You're right. I think it's fair to carve out fiction from my argument. For that, I would surely go to the source material until the point where the LLM was coming up with better long-form fiction de-novo. But for non-fiction, which I would guess is the economically and intellectually more important category to protect, the effects may be devastating.

I also agree that attribution can't be solved easily in the current paradigm. Perhaps, during training, one could deduce how much of the net gradient on a particular weight was derived from the batches covering some book, and then during inference, assign attribution based on the effect of that weight on the output. All of this is very expensive to do, and I don't have strong intuitions for whether the resulting attributions would be in any way meaningful.

To your point about hallucinations, if there's not a solution to that, then perhaps the whole point is moot when, after a while, the hype dies down. But if somehow hallucinations are solved (I don't see a technical way this can happen now, but who knows?), then I think we'll need to address attribution for non-technical material.

TJSomething 971 days ago

My impression is that attribution on limited datasets isn't terribly hard. If you can prompt the LLM to say a sentence that is approximately in the source material, then the nearest sentence vector in the source material can be looked up in a vector DB, which can attribute it in context.

I think this might be one of the few places where LLMs can provide straightforward value, since it can work as a search engine that can accept vague queries, create approximate answers, fetch the real answers, translate the source material into layman's terms with citations, and allow the newly informed user to refine or dig deeper with that context. The most dangerous part is translation, and the data I've seen show that transformers almost never hallucinate on tasks where no external knowledge is needed.

WalterBright 971 days ago

> without LLMs hallucinating me anything

That's the trouble with LLMs. You cannot rely on what it is regurgitating.

dbtc 971 days ago

> If that exists, why would anyone buy the book?

Because (if the book affords it), reading can be a form of psychic traveling. A reader enters an altered state of consciousness, lives in the world of the book, and comes back changed.

A summary of the information and 'plot points' would seem like a replacement only for those who have never really been absorbed in reading a book.

two_in_one 971 days ago

> why would anyone buy the book? If I could ask ChatGPT to "summarize

Summary is not the same as reading the book. Anyone can read reviews, human written summaries, on internet, or even some analyses, instead of asking AI model or buying a book. AI model usually cannot reproduce even small fragments. But it can indefinitely 'creatively' fantasize in books universe. Usually messing facts and mixing it all with other books.

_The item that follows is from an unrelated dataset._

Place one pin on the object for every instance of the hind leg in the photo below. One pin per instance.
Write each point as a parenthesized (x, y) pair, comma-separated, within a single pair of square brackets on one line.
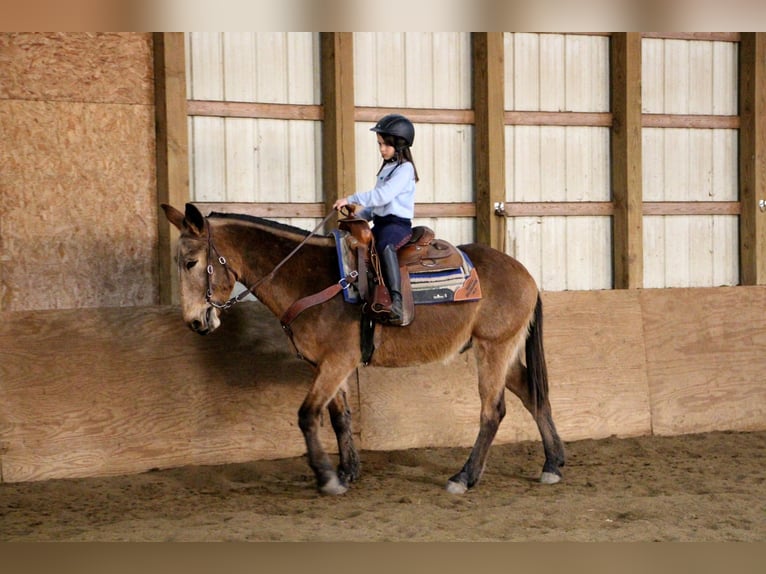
[(516, 382), (340, 416), (491, 365)]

By the way model doesn't have to be as big as ChatGPT. Anyone with good gaming GPU can get an open source free model and train it for academic research. Mixing fantasy with something else can produce interesting results.

Alifatisk 971 days ago

> If I could ask ChatGPT to "summarize the new book by XYZ", then spend an hour or two asking the questions _I_ have about the book from it, then buying the book would be a net negative.

I believe you lose some data when doing so, summarizing is good when you want to get the gist of it, but not good when you want the actual details.

I know, this sounds very obvious but some people seriously jump to a summary directly and believe that is enough when they research.